Researchers looked specifically at cancers where being overweight or obese is a proven risk factor.
“Of these cancers, we found that, for men, 23 per cent of kidney cancers, 19 per cent of colon cancer and 13 per cent of pancreatic cancer could be attributed to excess weight.”
Dr Pandeya said the impact was more pronounced in women.
“Post-menopausal breast cancer and endometrial cancer were responsible for more than 60 per cent of cancers due to obesity in women diagnosed in Australia in 2012,” she said.
“That’s more than 2000 cases.”
According to the latest figure, about 63 per cent of Australians are overweight or obese.
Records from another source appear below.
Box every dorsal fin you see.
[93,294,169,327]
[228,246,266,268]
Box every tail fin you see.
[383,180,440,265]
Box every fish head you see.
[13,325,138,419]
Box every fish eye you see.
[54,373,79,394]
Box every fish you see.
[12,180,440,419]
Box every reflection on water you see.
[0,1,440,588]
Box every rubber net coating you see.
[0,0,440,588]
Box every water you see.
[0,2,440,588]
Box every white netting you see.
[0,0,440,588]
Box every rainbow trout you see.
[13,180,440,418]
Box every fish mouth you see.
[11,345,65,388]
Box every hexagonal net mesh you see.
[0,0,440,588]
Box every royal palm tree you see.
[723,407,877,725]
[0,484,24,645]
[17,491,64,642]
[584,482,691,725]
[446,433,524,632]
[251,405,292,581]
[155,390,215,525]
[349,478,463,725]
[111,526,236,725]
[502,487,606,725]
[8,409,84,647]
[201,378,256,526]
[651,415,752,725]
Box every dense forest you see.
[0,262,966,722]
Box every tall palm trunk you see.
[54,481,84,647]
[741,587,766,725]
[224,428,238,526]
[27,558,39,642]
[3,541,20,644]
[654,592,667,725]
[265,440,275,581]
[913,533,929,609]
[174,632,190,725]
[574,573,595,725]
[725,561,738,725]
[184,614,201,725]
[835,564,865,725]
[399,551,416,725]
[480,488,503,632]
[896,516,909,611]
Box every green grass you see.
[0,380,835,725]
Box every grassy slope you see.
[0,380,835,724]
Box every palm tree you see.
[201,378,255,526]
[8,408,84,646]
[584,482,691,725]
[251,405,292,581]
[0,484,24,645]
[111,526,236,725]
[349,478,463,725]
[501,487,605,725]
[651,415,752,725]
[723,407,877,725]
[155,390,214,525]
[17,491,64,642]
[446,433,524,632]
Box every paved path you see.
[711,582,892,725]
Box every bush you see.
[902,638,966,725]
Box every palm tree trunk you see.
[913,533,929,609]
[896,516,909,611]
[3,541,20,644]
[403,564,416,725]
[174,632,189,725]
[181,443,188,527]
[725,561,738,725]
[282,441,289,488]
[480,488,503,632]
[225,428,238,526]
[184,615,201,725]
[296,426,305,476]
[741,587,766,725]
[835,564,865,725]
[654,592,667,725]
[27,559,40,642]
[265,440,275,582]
Using estimates of the number of overweight and obese people in the population and the proven increased risk of cancer, researchers determined how many new cancer cases could be attributed to the world’s increasing body mass index levels, which have doubled since 1980.
The global study found that the burden of cancer was strongest in the developed world, with the US leading the way.
Dr Pandeya said the findings highlighted the need for more concerted efforts to curtail the rates of overweight and obesity.
“Other important risk factors for cancer, such as smoking, are declining, but we see the proportion of overweight and obese men and women still rising in most countries,” she said.
“If this trend continues we are likely to see an increasing number of people diagnosed with cancers that could have been avoided by maintaining a healthy weight.”
Dr Pandeya is joint lead author, with IARC’s Dr Melina Arnold, on the research paper, which is published in The Lancet: Oncology.